MILANO – Il mese scorso ho commesso un errore politicamente scorretto: ho ordinato un “caffè turco” in un bar di Ioannina, vivace città dell’Epiro, in Grecia. L’amichevole cameriere è diventato per un momento meno amichevole e ha detto: “Abbiamo solo caffè greco”, cosa che ho accettato di buon grado. Ebbene, era esattamente uguale al consueto caffè turco. Più tardi gli ho chiesto di questa sua insistenza sul caffè greco, e lui ha ribadito il concetto: “In Grecia, niente caffè turco”, accompagnandolo con un certo numero di commenti sprezzanti su chi oggi governa in Asia Minore.
Ho discusso l’episodio con diversi amici greci nel corso di un lungo pranzo pre-Quaresima a base di frutti di mare, e loro mi hanno rispiegato che la Grecia era sotto occupazione ottomana già prima del 1453, quando gli Ottomani completarono la loro conquista dell’Impero Bizantino, e vi rimase fino alla guerra d’indipendenza greca del 1821. Anche dopo l’indipendenza, il conflitto greco-turco è continuato, alimentato dall’aspirazione dei greci di far rivivere la “Grande Bisanzio” e dalla presenza di milioni di greci in Asia Minore.

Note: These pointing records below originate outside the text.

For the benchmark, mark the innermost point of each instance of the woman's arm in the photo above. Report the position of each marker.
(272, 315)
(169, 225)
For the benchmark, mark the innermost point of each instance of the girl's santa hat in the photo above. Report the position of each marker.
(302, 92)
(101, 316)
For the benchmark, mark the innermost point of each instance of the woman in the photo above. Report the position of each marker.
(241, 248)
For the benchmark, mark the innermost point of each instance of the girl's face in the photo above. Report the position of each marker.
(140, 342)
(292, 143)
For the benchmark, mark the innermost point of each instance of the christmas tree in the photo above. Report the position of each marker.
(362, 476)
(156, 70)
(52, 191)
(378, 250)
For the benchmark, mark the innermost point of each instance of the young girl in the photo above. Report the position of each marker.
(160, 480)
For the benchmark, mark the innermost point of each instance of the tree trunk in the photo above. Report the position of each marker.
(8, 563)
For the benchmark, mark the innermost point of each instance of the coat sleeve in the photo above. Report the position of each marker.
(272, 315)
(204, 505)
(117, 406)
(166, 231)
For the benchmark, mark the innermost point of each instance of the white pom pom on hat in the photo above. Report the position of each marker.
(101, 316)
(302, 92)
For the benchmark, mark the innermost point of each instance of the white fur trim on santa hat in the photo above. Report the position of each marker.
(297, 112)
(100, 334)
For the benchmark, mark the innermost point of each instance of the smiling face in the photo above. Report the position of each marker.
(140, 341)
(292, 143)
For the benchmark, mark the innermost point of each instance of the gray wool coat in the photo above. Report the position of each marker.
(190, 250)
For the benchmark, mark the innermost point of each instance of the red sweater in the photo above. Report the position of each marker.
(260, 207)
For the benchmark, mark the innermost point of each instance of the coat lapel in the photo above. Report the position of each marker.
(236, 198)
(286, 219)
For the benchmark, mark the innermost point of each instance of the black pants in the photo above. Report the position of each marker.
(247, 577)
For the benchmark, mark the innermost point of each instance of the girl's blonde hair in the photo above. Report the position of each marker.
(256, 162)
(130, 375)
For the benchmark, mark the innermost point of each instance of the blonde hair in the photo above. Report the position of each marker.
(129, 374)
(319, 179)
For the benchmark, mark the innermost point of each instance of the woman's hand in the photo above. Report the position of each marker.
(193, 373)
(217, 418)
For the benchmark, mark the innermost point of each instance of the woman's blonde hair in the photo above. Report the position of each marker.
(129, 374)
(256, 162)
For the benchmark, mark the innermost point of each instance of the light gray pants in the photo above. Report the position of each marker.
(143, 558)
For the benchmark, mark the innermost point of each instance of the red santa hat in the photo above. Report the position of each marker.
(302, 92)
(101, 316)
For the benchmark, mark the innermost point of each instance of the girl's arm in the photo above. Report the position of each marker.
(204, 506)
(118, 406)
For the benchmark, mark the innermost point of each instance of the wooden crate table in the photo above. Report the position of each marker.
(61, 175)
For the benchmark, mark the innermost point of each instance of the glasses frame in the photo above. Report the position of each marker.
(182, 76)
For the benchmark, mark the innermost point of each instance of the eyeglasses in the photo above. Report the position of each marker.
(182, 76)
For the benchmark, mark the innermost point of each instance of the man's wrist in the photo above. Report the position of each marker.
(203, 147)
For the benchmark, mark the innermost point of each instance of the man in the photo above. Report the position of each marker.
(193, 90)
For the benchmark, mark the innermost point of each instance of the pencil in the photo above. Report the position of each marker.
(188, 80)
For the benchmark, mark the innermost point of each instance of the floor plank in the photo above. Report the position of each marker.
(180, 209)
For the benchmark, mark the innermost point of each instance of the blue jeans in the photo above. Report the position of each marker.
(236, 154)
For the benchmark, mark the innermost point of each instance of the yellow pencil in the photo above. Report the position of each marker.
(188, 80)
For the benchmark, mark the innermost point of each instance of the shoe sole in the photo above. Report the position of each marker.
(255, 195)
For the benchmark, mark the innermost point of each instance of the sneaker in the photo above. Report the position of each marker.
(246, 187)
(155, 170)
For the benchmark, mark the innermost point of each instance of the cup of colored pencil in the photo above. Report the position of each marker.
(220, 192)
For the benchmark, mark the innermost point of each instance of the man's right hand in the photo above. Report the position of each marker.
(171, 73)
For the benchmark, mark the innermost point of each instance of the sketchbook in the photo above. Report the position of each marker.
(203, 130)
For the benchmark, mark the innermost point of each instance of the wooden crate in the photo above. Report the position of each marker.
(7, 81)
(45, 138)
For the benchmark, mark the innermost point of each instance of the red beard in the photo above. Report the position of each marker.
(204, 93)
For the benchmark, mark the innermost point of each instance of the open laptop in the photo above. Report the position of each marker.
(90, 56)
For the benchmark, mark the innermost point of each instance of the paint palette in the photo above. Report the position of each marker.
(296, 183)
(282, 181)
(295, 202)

Caffè greco e caffè turco: uno scontro finale e decisivo si ebbe dopo la prima guerra mondiale
Quando la Grecia tentò di prendere l’Asia Minore, che per i Turchi rappresenta il cuore della loro patria. In seguito alla sconfitta greca, milioni di greci che vivevano a Smirne (Izmir per i turchi) e in altre regioni dell’Anatolia vennero espulsi dai turchi e si riversarono in Grecia. Questa ondata di profughi, molti dei quali in possesso soltanto dei vestiti che avevano addosso, gravarono sulla già precaria situazione economica della Grecia nel primo dopo-guerra, ulteriormente peggiorata con la grande depressione mondiale.

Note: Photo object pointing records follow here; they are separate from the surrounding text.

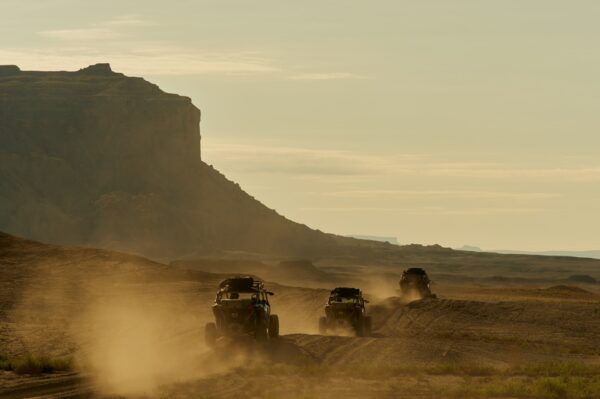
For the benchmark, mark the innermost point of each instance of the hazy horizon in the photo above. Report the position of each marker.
(463, 123)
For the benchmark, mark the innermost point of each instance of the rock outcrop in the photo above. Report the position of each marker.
(97, 158)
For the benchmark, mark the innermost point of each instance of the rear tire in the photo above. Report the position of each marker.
(360, 327)
(210, 334)
(262, 329)
(323, 325)
(273, 326)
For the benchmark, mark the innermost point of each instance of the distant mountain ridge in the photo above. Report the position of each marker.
(594, 254)
(97, 158)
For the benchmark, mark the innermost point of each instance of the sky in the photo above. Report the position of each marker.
(451, 122)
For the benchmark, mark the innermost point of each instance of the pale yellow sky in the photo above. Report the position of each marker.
(464, 122)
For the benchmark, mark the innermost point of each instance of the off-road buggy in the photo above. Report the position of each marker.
(415, 283)
(346, 309)
(242, 308)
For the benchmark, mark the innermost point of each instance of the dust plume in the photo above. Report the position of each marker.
(130, 332)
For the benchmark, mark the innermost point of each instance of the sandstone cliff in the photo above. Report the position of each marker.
(97, 158)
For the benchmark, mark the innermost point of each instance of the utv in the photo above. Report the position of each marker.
(242, 308)
(346, 308)
(415, 282)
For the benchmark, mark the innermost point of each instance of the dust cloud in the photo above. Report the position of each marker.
(130, 332)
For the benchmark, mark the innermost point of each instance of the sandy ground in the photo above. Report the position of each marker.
(135, 329)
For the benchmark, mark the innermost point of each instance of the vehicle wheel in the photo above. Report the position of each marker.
(368, 326)
(360, 327)
(210, 334)
(273, 326)
(262, 329)
(323, 325)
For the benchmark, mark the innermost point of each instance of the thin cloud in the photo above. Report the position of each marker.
(427, 210)
(442, 193)
(82, 34)
(104, 30)
(142, 61)
(292, 160)
(326, 76)
(274, 159)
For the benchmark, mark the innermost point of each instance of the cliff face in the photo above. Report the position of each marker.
(97, 158)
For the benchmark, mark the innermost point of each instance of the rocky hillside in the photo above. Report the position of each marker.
(98, 158)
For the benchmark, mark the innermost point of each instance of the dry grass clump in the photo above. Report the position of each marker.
(35, 365)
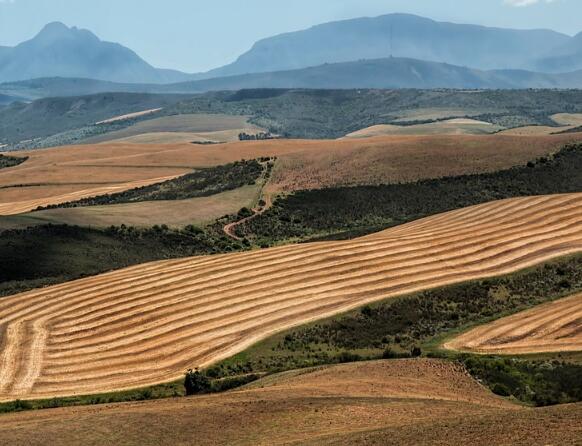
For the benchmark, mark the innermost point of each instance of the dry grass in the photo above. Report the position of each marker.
(448, 127)
(553, 327)
(147, 324)
(177, 213)
(567, 121)
(55, 175)
(392, 159)
(396, 402)
(195, 123)
(185, 137)
(130, 116)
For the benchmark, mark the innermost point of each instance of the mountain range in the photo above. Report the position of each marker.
(391, 51)
(70, 52)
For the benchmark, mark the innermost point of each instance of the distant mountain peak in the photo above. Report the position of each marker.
(57, 31)
(62, 51)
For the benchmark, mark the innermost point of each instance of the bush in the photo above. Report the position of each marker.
(195, 383)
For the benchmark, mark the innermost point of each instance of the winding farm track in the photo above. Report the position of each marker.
(553, 327)
(148, 324)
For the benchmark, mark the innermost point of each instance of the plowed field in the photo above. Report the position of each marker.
(148, 324)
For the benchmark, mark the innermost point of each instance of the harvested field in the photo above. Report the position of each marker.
(185, 137)
(196, 123)
(343, 404)
(19, 207)
(50, 175)
(462, 126)
(176, 213)
(148, 324)
(553, 327)
(129, 116)
(567, 121)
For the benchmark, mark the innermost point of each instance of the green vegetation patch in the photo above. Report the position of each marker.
(10, 161)
(51, 254)
(168, 390)
(201, 183)
(354, 211)
(410, 325)
(332, 114)
(541, 383)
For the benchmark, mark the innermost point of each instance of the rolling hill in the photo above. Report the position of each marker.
(147, 324)
(44, 117)
(553, 327)
(421, 402)
(399, 35)
(70, 52)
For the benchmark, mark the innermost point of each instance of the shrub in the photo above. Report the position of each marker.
(196, 383)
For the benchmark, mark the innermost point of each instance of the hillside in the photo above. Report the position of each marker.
(398, 403)
(553, 327)
(388, 73)
(70, 52)
(53, 87)
(192, 312)
(45, 117)
(59, 175)
(399, 35)
(566, 57)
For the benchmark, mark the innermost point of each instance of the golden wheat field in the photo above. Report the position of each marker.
(53, 176)
(148, 324)
(553, 327)
(331, 405)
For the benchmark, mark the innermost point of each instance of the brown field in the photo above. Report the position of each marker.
(567, 121)
(552, 327)
(147, 324)
(185, 137)
(448, 127)
(386, 402)
(177, 213)
(56, 175)
(129, 116)
(195, 123)
(436, 113)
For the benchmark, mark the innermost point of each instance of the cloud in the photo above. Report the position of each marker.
(527, 2)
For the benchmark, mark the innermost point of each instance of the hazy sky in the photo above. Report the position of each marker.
(196, 35)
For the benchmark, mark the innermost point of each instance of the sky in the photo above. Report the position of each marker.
(197, 35)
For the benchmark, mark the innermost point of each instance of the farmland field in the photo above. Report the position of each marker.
(174, 213)
(53, 176)
(389, 402)
(188, 123)
(553, 327)
(172, 317)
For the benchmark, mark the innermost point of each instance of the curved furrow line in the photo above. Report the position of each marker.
(346, 267)
(152, 362)
(223, 318)
(147, 324)
(182, 264)
(547, 328)
(213, 283)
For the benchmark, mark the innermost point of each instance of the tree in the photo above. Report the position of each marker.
(196, 383)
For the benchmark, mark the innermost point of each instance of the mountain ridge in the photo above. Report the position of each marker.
(59, 50)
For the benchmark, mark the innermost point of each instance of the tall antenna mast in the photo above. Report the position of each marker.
(391, 40)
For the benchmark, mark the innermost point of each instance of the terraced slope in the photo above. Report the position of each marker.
(553, 327)
(148, 324)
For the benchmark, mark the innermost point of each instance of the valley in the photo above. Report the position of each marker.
(364, 231)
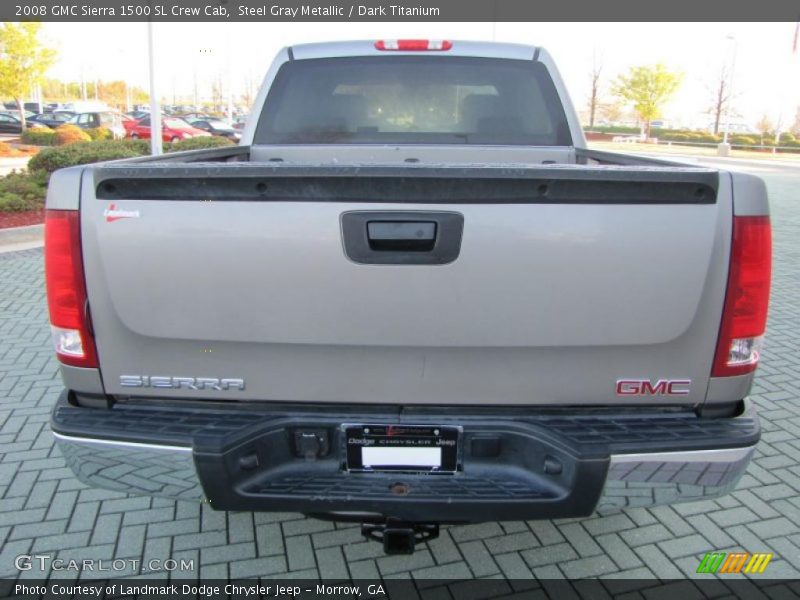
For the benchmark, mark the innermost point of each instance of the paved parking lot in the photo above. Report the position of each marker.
(44, 510)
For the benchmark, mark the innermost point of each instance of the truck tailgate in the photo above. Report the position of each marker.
(566, 281)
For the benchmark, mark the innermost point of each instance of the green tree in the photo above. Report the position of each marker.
(23, 61)
(647, 88)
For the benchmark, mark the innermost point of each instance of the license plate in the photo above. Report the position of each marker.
(419, 448)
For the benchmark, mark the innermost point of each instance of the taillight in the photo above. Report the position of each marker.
(413, 45)
(66, 289)
(745, 314)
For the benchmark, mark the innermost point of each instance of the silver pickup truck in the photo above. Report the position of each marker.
(410, 296)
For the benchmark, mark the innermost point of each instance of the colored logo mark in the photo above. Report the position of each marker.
(734, 562)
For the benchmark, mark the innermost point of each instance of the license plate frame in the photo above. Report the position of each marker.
(381, 448)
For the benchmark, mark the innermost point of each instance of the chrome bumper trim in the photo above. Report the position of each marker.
(636, 480)
(633, 480)
(141, 469)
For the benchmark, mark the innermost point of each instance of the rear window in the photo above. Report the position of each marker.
(413, 99)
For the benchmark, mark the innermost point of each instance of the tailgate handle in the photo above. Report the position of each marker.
(401, 236)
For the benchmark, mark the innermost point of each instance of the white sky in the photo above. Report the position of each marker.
(766, 82)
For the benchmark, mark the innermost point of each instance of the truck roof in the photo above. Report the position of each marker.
(459, 48)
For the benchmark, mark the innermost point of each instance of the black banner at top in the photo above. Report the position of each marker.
(398, 10)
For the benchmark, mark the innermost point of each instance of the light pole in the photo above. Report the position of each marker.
(156, 147)
(724, 148)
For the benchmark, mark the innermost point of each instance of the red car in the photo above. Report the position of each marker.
(172, 130)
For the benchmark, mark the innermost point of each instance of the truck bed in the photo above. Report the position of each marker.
(243, 270)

Cinquecento anni di crudeltà, schermaglie e spargimenti di sangue culminarono in uno scontro finale disastroso. Oggi, novant’anni dopo, molti greci continuano a provare (a dir poco) avversione verso i turchi, ma entrambi fanno parte dello spazio economico e politico europeo, in cui condividono molti interessi, e vivono in pace gli uni con agli altri. Nelle foto: il “monumento” alla cuccuma finjan nel villaggio arabo-druso di Pek’in (in Alta Galilea, Israele) e, subito sotto, un pacchetto di caffè “turco” israeliano Una settimana più tardi mi trovavo da un collega palestinese e il suo assistente ci ha offerto un “caffè arabo”.
Era esattamente uguale alla bevanda turca e al caffè greco, ma chi ce lo serviva insisteva che si trattava di “caffè arabo”
Per la verità era un po’ meglio, perché avevo chiesto un po’ di hal (cardamomo), che l’assistente aveva volentieri portato in tavola e aggiunto al caffè. Mi è anche capitato di bere del “caffè egiziano” e del “caffè libanese”. In Israele siamo soliti ordinare un “turco piccolo” o un “turco grande”. Sarà, ma personalmente sono convinto che sono uguali: vengono tutti da una cuccuma finjan molto simile. Le differenze, quando ci sono, dipendono dalla bravura, dalla creatività e dal tocco finale della singola persona che lo prepara. In tutti i casi gli intenditori devono essere pazienti e lasciare che il caffè bolla diverse volte prima che sia pronto per una gradevole degustazione.
L’interpretazione della storia del caffè turco-arabo-greco è lasciata al lettore
Per quanto mi riguarda, posso dire d’averne tratto due ammaestramenti principali. 1) Le somiglianze in fatto di modo di vivere, mentalità, costumi e vita quotidiana nel Mediterraneo orientale sono innegabili, anche se le sfumature vengono enfatizzate e ci si differenzia orgogliosamente sulle definizioni.
2) Anche se cinquecento anni di uccisioni lasciano effettivamente un sedimento di “antipatia”, gli ex nemici alla fine imparano a vivere insieme, fianco a fianco. Per quanto riguarda israeliani e palestinesi, non dobbiamo per forza aspettare altri quattrocento anni tenendoci per la gola: iniziamo a bere il caffè insieme fin da adesso. Davanti a una bollente cuccuma finjan, sorseggiando un buon caffè, potremo amabilmente discutere della sua definizione.